Yo seguía ahí de pie, batallando si sentarme a su lado u optar por el sillón que tenía al lado. Matt me observó con una expresión extraña y a continuación se colocó todavía más hacia el extremo —si es que era posible— dejando espacio de sobra para no tener que rozarnos.
Te acaba de conocer y ya te ha calado.
No se merecía que lo dejara ahí solo después de todo, así que, con el corazón a punto de salirme disparado, tomé asiento junto a él.
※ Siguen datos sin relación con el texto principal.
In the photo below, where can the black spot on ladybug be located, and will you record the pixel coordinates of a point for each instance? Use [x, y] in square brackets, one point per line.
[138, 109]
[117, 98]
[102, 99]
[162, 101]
Negué con la cabeza cuando me ofreció poner la televisión y nos quedamos los dos en silencio.
Menuda novedad.
—Come —irrumpió seriamente y lo miré sorprendida—. Puedo ofrecerte otra cosa si prefieres, pero por favor, come.
Me quedé observando el plato. Tenía una pinta increíble, pero tenía un nudo en el estómago que me impedía tragar.
Hice un esfuerzo y me llevé a la boca un fruto seco que adornaba las tortitas. Observé cómo Matt me miraba fijamente mientras masticaba la almendra y se me escapó una breve carcajada, a lo que él abrió los ojos, sorprendido.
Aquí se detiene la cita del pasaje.